この制約の中でどうするのかと思ったら、1作目の恋人スティーブを復活させます。
DCは原作を全く知らないのでどの展開でも新鮮で楽しい。
ここですごいのが、スティーブ復活の方法。
手段がヴィランとそれと変わらないのです。
手段だけでなく目的も自分のためであってヒーロー仕草ではありません。
ヴィランと変わらない行動を取ることでパワーが弱まるのも良いですね。
ほぼ神のようなスーパーパワーを持っていると強すぎていつパワーを使うのかの問題になりがちで、大抵は新たなパワーをゲットして勝つ流れになりがちです。
1作目はオリジンとして自分の真のパワーを発揮して勝ちました。
しかし今作は未来(ジャスティスリーグとか公開済の作品)が決まっているため、新たなパワーの獲得が困難です。

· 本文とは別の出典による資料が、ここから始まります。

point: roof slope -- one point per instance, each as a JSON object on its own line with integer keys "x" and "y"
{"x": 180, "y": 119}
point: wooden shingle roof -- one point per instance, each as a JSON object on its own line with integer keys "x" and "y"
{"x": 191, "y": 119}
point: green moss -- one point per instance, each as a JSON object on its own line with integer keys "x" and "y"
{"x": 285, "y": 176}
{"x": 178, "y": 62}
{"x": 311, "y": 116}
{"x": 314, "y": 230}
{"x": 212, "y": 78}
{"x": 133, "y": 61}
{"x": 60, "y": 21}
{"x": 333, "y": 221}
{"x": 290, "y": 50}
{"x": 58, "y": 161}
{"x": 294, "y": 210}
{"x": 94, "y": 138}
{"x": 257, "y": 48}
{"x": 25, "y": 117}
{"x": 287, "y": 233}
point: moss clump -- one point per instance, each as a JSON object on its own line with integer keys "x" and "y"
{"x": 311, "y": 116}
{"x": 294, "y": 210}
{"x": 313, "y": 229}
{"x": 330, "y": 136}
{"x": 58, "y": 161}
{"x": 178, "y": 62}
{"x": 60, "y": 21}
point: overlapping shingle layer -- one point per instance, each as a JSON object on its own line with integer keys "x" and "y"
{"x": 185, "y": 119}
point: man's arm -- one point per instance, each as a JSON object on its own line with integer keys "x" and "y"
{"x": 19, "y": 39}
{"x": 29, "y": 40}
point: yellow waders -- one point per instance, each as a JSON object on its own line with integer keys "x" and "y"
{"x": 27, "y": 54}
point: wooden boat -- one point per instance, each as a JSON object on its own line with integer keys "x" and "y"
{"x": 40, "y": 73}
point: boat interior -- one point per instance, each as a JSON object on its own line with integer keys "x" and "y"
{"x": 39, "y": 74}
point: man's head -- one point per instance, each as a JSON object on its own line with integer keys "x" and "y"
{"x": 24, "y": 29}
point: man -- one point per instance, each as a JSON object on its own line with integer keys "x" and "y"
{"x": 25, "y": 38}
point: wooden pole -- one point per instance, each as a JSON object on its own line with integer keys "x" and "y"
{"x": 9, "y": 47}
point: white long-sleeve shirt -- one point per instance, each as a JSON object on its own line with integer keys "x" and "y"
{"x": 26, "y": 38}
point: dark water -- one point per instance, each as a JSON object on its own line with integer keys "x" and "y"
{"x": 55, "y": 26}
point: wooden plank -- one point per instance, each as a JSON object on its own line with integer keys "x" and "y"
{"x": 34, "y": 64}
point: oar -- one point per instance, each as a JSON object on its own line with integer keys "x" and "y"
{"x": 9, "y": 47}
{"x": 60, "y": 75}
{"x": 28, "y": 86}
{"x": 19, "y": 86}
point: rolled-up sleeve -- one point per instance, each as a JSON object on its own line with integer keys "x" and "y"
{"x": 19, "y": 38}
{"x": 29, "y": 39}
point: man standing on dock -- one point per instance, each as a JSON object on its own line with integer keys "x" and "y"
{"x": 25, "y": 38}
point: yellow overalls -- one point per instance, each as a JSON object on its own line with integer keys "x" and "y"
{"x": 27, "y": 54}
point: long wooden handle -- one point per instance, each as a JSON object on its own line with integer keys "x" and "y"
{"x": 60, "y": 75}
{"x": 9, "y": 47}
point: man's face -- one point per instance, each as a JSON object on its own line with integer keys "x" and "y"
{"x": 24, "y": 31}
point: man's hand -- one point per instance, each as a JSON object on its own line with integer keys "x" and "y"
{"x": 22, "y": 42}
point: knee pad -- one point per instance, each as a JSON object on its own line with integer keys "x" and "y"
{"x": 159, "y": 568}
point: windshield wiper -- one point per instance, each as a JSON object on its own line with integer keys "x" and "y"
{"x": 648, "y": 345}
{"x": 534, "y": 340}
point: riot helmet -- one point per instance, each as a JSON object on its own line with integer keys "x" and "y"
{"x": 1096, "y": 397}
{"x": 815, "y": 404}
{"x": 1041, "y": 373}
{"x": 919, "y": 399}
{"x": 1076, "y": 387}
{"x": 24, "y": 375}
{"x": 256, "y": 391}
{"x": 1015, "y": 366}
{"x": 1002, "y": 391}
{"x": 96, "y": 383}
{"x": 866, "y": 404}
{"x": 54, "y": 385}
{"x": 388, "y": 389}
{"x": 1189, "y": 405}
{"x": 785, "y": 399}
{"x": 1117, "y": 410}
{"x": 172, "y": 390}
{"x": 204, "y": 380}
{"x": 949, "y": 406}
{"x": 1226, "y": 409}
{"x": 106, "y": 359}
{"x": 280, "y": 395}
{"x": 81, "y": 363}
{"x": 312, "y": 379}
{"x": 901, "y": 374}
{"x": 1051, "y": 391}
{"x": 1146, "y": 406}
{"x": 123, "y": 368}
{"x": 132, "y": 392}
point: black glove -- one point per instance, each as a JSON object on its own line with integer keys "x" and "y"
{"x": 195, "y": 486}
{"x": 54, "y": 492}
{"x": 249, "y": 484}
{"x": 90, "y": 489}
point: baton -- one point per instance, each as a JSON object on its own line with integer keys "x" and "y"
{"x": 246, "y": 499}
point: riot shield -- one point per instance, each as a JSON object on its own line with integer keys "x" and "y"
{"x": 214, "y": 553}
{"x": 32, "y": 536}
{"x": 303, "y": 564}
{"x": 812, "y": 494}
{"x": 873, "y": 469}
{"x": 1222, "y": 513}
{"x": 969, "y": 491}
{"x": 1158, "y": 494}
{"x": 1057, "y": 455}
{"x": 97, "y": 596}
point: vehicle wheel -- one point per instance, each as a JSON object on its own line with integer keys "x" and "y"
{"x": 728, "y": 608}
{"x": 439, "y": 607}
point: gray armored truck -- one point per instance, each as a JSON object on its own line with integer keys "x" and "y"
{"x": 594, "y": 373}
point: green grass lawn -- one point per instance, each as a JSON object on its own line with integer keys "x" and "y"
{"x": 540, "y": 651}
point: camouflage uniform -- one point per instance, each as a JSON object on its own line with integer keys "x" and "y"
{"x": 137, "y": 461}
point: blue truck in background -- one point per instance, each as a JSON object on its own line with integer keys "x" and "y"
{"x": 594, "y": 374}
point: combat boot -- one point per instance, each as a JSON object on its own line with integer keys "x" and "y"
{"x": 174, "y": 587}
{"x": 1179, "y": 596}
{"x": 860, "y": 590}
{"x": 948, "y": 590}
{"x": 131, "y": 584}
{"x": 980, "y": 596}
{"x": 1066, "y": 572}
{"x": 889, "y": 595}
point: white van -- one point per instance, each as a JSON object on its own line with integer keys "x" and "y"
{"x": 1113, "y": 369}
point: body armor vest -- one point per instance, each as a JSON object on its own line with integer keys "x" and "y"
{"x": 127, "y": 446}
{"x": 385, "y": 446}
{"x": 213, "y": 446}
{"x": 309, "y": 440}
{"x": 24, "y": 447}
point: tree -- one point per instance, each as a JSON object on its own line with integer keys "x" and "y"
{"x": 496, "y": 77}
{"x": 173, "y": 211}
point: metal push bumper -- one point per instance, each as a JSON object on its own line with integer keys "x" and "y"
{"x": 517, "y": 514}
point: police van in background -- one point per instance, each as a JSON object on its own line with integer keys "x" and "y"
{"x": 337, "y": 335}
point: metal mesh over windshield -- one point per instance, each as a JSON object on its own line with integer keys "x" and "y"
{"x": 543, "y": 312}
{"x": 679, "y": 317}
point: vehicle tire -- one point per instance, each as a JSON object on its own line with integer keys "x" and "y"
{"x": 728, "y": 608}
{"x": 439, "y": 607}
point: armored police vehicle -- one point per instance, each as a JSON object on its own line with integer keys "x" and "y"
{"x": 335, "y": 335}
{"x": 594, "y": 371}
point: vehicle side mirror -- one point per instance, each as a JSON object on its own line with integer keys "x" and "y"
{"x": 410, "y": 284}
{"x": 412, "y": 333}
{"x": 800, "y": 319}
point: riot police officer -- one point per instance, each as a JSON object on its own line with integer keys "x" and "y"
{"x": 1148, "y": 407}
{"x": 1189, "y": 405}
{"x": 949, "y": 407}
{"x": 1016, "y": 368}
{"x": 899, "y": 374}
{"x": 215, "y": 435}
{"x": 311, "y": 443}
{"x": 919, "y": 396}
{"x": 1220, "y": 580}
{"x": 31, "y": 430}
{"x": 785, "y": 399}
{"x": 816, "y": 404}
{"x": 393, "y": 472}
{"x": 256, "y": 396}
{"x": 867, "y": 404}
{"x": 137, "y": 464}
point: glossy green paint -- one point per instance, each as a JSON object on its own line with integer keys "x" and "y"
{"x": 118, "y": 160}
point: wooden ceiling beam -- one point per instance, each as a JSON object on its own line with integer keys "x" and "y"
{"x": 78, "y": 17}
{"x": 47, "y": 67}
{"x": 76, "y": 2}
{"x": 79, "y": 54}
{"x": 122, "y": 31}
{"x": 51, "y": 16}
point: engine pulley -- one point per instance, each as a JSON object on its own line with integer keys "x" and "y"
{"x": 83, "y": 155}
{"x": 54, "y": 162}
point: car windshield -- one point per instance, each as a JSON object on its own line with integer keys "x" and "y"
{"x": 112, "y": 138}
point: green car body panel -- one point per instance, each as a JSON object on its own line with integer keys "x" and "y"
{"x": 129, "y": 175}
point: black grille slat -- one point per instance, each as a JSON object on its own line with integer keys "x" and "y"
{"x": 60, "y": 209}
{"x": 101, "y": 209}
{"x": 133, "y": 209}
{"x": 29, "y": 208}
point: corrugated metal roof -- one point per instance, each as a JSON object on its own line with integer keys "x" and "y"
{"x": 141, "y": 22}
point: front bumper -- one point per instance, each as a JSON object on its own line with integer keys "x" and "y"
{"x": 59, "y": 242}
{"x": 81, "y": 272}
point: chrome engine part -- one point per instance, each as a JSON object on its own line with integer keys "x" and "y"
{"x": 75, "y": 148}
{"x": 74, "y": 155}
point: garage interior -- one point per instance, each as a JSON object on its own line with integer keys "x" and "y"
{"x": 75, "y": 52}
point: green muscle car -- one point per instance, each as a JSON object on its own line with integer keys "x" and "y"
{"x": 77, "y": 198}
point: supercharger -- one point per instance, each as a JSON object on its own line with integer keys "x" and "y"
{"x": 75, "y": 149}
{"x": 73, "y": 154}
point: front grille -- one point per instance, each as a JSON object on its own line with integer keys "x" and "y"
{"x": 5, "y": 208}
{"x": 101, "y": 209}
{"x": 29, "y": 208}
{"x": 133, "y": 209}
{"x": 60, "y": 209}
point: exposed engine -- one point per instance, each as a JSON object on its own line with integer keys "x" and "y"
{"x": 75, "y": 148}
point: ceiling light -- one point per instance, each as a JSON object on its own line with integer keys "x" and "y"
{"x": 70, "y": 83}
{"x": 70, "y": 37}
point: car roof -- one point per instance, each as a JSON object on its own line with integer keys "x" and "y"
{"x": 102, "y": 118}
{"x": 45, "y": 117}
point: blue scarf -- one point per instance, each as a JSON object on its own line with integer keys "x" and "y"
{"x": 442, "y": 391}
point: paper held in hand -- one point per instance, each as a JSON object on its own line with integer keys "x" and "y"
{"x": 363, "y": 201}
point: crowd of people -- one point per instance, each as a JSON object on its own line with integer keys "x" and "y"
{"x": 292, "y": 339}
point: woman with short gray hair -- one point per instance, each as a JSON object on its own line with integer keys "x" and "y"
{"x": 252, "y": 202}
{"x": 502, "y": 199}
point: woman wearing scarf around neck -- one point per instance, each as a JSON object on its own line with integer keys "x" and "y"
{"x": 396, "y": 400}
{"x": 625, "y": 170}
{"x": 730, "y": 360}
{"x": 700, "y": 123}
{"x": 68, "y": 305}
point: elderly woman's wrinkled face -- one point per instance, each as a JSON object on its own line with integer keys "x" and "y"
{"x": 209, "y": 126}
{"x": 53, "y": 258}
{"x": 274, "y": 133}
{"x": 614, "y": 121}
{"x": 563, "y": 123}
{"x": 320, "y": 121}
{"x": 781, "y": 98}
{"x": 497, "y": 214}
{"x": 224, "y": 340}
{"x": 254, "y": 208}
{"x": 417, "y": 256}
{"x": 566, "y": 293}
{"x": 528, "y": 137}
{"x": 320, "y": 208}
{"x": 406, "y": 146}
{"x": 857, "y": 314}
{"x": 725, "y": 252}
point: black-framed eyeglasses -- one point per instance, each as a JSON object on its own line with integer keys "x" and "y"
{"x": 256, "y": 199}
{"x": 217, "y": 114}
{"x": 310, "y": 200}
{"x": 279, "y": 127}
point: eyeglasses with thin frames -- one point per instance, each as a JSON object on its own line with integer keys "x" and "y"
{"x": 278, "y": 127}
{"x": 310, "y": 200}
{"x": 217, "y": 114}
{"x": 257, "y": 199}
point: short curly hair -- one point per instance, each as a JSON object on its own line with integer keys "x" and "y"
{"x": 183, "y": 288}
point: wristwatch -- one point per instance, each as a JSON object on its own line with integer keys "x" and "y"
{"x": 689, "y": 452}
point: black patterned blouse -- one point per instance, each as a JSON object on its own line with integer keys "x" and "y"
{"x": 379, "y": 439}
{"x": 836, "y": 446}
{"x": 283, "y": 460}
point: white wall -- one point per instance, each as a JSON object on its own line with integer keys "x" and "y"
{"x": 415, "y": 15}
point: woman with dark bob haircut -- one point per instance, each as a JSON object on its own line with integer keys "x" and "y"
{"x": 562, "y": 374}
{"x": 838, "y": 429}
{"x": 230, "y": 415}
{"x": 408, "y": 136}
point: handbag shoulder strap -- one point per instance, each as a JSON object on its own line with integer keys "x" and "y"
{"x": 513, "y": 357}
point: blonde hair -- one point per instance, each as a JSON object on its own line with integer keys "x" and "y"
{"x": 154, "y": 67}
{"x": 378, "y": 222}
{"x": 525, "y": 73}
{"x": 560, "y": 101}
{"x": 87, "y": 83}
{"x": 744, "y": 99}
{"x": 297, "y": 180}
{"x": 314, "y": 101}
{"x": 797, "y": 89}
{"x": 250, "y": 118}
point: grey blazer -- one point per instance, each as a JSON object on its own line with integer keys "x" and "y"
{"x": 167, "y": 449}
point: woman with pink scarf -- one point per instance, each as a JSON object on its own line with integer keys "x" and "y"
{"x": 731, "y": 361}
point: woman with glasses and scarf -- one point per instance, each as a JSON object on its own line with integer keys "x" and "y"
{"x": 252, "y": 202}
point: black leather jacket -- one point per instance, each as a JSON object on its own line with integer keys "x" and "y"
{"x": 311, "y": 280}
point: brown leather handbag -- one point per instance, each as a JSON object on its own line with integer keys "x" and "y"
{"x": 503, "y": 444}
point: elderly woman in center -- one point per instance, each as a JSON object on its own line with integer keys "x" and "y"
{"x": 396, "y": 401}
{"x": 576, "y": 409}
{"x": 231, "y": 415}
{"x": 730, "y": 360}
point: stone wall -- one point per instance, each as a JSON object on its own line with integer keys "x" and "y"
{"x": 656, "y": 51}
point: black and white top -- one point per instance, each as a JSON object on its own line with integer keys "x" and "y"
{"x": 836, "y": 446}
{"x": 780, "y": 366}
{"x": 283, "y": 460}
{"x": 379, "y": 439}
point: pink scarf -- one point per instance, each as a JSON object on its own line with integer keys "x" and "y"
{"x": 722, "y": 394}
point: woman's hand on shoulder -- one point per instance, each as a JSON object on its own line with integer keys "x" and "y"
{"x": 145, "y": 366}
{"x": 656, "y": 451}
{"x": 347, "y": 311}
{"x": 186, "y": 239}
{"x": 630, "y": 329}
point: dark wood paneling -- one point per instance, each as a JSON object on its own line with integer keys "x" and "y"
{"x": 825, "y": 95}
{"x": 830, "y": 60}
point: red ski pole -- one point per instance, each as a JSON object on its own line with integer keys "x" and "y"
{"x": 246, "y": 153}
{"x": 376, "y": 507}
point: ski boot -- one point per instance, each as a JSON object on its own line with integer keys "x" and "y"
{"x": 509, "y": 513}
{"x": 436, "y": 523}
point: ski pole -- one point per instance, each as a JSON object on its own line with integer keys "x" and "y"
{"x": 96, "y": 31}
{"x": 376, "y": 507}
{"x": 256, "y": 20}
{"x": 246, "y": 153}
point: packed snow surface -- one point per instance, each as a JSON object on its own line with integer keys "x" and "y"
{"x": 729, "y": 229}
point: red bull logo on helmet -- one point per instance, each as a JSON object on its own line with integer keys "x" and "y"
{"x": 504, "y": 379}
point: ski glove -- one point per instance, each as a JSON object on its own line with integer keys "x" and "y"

金の羽もすぐ使い終わりました。
新パワー獲得を使わずにクライマックスに持っていく方法として、自分の行動で自分のパワーが弱まるのはうまいです。
ダイアナは普通の人間より良識もあり、マックス・ロードと同じドリームストーンを使っても、彼女だけは正しく使えると思いがちですが、実際は違いました。
露骨に分断社会を意識させる演出の中で、絶対的な正義側などいないことを見せてくれます。
正義は人物に宿っているのではなく、考えと行動に宿るのです。
ホワイトハウスでの戦いから、ダイアナが石の力を捨てる決断、チーターとの戦い、最終決戦と畳みかける展開は見事でした。
様々な戦闘や心揺さぶるシーンを経て、最終決戦が物理的な強さで戦わなかったのが何よりすごい。
映画は元々2020年6月公開予定でしたが、実際公開された時には大統領が代わることが決まっており、世界はそれどころじゃない状態でした。
ただ、この状況だからこそ、一人一人に語りかけ、個々の行動が世界を救うというメッセージがより効果を増していました。
ダイアナがテレビなどディスプレイを通して語りかけることで、スクリーン前の我々にも語っている構図が、製作時の想定以上にはまったと思います。